Materials scientists develop and test new materials that do certain jobs better than existing materials, or are easier or cheaper to make. Scientists use their knowledge of how molecules form to combine atoms in new ways. They also apply heat and pressure to existing materials to create materials with new properties. They can even create materials with SMART properties that respond to their environment.


In freezing conditions, climbers need clothes that are extremely warm and lightweight, so they can move easily. Aerogel is a new, super-light insulating material used to line extreme weather coats. It is made from silicon dioxide, the same material that glass is made from. However, aerogel is 99 per cent air, so it is 1,000 times less dense than glass.


One of the lightest substances on Earth, aerogel can even float on air in its pure form. It also has amazing insulation properties and can protect skin from the heat of a blowtorch. Aerogel is made by mixing a silicon compound with other chemicals to make a wet gel. The gel is dried at a high temperature and pressure.


NASA has used cells of aerogel on a spacecraft called Stardust to collect dust from a comet called Wild 2. The comet dust collector contains rectangular cells, which are lined with aerogel.


The panels of aerogel cells are placed into position on Stardust. The spongy texture of aerogel means that comet dust particles travelling at six times the speed of a bullet can be slowed down and captured without being squashed or altered.


Stardust reached Comet Wild 2 in January 2004. The dust collector has trapped grains of comet dust the size of a grain of sand. By studying the particles, scientists hope to learn more about comets and the early Solar System.

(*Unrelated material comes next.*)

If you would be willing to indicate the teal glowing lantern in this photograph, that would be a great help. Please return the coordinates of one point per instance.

This prototype computer is made from a fabric that conducts electricity. The fabric, called ElekTex™, contains fibres that have a thin coating of silver or copper – these metals are good electrical conductors. Microchips woven into the fabric translate the electrical impulses from the fibres into digital data, which can be viewed on the computer’s screen.

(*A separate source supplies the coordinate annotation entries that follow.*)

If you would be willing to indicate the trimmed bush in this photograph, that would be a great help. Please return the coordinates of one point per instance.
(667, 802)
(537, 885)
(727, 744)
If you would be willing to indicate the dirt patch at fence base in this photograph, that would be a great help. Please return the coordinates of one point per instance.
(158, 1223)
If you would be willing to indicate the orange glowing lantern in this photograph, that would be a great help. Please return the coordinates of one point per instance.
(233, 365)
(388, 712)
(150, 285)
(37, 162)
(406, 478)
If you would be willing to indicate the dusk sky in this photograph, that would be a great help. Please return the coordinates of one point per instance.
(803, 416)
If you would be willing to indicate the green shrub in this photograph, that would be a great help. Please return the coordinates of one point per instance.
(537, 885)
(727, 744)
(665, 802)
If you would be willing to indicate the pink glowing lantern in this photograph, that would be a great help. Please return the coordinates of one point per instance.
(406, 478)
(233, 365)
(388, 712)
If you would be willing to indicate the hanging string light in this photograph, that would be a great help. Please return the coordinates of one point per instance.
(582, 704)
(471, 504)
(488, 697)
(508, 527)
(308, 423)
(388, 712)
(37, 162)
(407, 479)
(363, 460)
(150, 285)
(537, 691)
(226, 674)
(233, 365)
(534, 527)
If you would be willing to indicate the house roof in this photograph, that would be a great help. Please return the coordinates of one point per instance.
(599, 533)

Prototype mobile phones made from ElekTex™ are lightweight and water-resistant. They can also be folded up and crumpled without breaking. These properties make them a lot more hard-wearing than traditional mobile phones.

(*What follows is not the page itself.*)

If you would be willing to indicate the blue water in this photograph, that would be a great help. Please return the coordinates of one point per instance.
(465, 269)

A smart material senses a change to its environment and responds by altering in some way. Each type of smart material has a different property that changes, such as stiffness, colour, shape, or conductivity (ability to conduct electricity). For instance, a piezoelectric material gives off a small electric current when bent, and is used in car passenger airbags. If the car slows down suddenly, the piezoelectric bends and sends out an electric charge, which blows up the airbag.


Self-healing plastics could provide a breakthrough in surgery. If an artificial bone joint such as a metal hip wears out, it is difficult to replace it. However, a joint made of self-healing plastic would be able to repair itself, just like a bone can. If the artificial joint cracked, it could be almost good as new again within a few days.


Plastic is made of thousands of small molecules called monomers linked together to form polymers. A new, self-healing plastic contains tiny capsules filled with liquid monomer. If the plastic cracks, the capsules burst and release the liquid into the crack. A black catalyst in the plastic makes the liquid monomer molecules link up to create polymers and form new plastic that repairs the break.